Darfur & the Holocaust

Yosef (Tommy) Lapid
Yosef (Tomy) Lapid

Yosef (Tomy) Lapid: ‘Where Is The World Outcry To The Genocide Being Perpetrated In Darfur, Sudan?’

The world is doing nothing to halt the genocide is again being perpetrated in Darfur – that was the message from Yosef (Tommy Lapid), a Holocaust survivor from Budapest, who now serves as chairman of the Yad VaShem Holocaust Memorial in Jerusalem for the six million Jews who were murdered by the Nazis during World War II. Lapid was speaking at the annual Holocaust memorial ceremony this week. This is a translation of his address to the people of Israel and the world.

“Humanity has seen genocide since time immemorial. After the Holocaust, too: we’ve been witness to the genocide in Biafra, in Cambodia, in Rwanda. We have to raise an outcry against the genocide now being perpetrated in Darfur, Sudan. Meanwhile, the world sits with its arms folded, sending a few sacks of flour – not so much to feed the hungry as to salve its consciences.

The Holocaust, that we remember here today, at Yad Vashem, in Jerusalem, in Israel; the Holocaust, in which six million blameless Jews perished.

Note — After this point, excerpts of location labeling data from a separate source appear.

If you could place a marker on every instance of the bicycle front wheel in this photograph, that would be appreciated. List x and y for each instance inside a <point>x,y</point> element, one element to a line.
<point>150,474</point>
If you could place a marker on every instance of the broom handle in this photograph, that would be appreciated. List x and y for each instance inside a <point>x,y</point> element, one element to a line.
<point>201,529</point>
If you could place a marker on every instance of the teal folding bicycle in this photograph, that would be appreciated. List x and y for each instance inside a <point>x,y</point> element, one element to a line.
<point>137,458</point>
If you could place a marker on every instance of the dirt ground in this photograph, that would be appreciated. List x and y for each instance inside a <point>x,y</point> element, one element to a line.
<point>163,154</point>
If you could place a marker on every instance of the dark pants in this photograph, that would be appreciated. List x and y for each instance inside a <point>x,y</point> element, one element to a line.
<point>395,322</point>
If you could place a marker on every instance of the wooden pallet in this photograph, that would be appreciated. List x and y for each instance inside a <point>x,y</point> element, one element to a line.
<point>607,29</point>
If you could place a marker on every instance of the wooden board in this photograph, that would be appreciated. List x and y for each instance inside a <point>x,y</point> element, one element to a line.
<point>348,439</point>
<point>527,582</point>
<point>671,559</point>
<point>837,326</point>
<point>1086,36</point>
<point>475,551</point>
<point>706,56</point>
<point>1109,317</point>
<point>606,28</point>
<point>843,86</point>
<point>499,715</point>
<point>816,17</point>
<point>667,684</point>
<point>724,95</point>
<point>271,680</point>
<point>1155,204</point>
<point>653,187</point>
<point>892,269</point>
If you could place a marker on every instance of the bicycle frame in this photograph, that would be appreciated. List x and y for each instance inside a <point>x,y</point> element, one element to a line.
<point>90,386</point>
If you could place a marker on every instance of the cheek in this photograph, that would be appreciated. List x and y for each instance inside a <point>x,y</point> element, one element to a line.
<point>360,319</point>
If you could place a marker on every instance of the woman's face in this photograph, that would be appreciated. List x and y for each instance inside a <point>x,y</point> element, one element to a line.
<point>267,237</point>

The Holocaust, that was a singular event in history: for in the Holocaust, a primitive human beast used modern technological means to exterminate a people – deliberately, with scientific detachment, by industrializing death.

The viruses of that lethal disease called antisemitism have developed antibodies. No longer are they impressed by the lessons of the past, nor do they accept the norms of the present. Rather, they wait in anticipation of the day when evil will break out again. Skinheads march in Berlin, their arms raised in the Nazi salute. Hungarian fascists organize parades in the streets of Budapest. Muslim fanatics torch synagogues in France. “The Protocols of the Elders of Zion” is sold in Japan, and television broadcasts in Cairo and Damascus show Jews drinking children’s blood.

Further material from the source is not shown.